Banks to suffer high NPA ratios, says study

Banks to suffer high NPA ratios, says study

Domestic banks have suffered a high ratio of non-performing assets (NPAs) on account of aggressive lending to the agriculture sector as well as exposure to high sector, said a latest report by Emkay research.

Emkay Global Financial Services’ economist and strategist Dhananjay Sinha said, “Overall, the peak of the NPA cycle for the Indian banking sector is still some time away.  Still, we expect gross NPA growth to average around 40 per cent in the coming couple of years compared to the 30 per cent seen during financial year 2009 to financial year 2012 due to a combination of factors including agricultural lending and industrial credit.”

Sinha, who is also Emkay Global Financial’s co-head institutional research citing the report did not rule out gross NPA ratio rising from the 3.1 per cent in FY12 to 4-6.5 in the next 12-24 months.

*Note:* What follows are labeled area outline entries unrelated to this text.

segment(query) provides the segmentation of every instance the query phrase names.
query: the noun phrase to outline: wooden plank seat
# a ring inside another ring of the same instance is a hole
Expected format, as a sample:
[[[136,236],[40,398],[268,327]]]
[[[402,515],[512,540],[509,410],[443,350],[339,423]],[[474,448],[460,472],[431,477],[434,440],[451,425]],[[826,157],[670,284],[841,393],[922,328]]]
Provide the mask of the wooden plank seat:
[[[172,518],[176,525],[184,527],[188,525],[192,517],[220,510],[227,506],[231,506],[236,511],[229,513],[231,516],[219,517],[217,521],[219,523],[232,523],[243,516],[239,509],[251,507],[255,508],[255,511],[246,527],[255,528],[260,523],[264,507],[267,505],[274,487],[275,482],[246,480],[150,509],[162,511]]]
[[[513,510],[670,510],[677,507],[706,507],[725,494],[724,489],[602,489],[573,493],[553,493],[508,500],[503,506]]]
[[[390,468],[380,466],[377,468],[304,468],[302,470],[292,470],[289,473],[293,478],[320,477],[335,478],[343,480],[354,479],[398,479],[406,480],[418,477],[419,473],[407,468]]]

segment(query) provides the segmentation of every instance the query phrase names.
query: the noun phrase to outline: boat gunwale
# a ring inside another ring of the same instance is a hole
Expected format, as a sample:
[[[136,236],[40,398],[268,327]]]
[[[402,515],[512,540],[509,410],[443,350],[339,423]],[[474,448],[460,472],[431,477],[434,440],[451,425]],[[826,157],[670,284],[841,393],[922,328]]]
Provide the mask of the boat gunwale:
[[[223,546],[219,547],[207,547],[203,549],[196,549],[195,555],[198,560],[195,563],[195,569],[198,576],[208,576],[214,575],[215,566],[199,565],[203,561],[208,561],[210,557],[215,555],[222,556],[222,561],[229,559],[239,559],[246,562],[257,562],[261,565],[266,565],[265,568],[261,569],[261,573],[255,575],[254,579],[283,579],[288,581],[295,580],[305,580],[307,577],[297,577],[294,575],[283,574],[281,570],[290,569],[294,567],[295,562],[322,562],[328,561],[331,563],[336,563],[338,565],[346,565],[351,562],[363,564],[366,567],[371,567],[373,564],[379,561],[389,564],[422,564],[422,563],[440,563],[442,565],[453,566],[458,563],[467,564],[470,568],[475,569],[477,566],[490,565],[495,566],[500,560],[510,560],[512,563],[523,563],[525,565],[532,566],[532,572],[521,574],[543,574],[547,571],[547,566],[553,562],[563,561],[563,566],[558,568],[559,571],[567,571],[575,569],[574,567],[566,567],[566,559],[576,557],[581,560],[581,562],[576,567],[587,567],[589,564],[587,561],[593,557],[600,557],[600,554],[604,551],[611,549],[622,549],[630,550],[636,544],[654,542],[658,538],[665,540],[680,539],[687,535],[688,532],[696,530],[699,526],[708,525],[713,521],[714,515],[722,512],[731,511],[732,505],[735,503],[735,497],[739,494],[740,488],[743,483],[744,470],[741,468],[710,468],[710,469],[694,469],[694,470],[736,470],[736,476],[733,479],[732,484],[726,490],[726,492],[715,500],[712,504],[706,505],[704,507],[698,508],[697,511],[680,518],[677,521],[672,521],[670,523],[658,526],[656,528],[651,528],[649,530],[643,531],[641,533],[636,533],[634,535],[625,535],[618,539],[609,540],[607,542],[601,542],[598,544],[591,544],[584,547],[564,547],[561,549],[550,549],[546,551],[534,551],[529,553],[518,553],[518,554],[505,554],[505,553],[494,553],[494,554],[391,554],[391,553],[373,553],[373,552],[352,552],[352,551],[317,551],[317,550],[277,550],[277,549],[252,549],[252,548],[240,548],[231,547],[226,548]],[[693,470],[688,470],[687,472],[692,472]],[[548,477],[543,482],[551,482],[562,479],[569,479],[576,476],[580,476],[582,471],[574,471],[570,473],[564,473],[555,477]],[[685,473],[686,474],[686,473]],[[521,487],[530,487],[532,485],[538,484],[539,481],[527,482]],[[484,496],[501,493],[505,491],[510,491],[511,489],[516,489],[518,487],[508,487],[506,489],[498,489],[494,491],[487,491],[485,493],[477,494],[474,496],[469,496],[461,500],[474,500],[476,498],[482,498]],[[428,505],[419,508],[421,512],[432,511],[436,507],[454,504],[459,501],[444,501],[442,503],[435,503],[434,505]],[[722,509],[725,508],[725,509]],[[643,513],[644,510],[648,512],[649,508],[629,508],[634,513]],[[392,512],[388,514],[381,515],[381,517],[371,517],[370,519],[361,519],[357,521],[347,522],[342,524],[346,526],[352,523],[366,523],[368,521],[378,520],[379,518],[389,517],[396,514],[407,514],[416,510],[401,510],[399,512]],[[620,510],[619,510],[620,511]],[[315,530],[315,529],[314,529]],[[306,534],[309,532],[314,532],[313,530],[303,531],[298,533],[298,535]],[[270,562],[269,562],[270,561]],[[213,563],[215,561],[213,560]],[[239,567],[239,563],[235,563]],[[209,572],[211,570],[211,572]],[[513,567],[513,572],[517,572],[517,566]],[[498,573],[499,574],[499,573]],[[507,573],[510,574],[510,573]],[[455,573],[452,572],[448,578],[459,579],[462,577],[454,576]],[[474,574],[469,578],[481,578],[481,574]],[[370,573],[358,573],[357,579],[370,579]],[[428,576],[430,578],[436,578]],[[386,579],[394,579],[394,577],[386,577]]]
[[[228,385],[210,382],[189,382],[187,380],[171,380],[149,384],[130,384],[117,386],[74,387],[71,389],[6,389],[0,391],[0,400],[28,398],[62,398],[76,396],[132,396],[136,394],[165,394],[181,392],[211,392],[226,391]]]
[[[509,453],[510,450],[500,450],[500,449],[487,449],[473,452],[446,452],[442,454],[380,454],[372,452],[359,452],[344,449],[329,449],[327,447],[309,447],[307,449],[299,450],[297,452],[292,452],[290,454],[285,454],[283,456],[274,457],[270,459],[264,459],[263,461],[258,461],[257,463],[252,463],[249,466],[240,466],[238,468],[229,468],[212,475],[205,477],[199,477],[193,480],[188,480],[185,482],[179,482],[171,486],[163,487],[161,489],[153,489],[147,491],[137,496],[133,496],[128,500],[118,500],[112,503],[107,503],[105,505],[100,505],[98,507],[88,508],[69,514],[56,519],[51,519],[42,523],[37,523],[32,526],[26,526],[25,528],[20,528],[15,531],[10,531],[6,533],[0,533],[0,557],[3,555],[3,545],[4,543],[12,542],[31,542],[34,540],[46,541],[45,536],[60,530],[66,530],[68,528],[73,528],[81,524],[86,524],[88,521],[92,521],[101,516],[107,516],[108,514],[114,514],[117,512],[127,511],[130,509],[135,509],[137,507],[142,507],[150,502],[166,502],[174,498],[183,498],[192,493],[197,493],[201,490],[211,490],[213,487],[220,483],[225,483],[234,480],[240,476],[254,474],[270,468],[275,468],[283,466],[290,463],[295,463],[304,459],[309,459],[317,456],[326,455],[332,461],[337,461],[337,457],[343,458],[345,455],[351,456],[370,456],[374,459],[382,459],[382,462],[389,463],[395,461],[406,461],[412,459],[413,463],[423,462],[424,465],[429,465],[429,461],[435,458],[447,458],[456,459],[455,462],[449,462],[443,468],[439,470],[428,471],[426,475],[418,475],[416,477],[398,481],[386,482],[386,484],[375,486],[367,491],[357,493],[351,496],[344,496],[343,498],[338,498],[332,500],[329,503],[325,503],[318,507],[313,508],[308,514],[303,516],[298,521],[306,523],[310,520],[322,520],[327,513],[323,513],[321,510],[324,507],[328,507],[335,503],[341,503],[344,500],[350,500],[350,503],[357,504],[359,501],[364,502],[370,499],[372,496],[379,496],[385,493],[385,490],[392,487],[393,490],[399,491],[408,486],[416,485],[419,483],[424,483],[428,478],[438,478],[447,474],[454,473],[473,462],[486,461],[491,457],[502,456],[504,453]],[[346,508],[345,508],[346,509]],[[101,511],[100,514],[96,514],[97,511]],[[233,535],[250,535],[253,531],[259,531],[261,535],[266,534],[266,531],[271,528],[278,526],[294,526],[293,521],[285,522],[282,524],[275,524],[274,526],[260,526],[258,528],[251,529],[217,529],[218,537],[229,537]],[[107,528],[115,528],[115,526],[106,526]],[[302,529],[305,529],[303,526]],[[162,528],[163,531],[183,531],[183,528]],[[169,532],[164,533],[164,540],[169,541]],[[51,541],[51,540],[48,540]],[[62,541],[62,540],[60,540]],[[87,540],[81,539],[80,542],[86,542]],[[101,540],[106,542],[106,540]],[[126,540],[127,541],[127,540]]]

It (the report) attributed it to factors like dominance of long-term lending rates and exposure to high risk sectors.

Rising NPA have also reflected a weakening in macro conditions. “The linkage of the macroeconomic conditions to the elevated leveraging in the banking system is embodied in multiple variables including decline in domestic saving rate (public, household and private), impairment of productivity growth due to persistently high inflation, commodity prices & revenue deficit and decline potential GDP growth,” the report said.

Emkay is not the only firm to express these concerns. Few others like Motilal Oswal Financial Services recently released a report which said that higher stress on asset quality led to sharp increase in gross NPAs and net NPAs for most state-owned banks. It had mentioned that the agriculture segment remains a high stress area for state-owned banks.

That report had stated that gross NPAs in the agriculture segment increased across banks, with the sharpest increase seen for Union Bank and State Bank of India.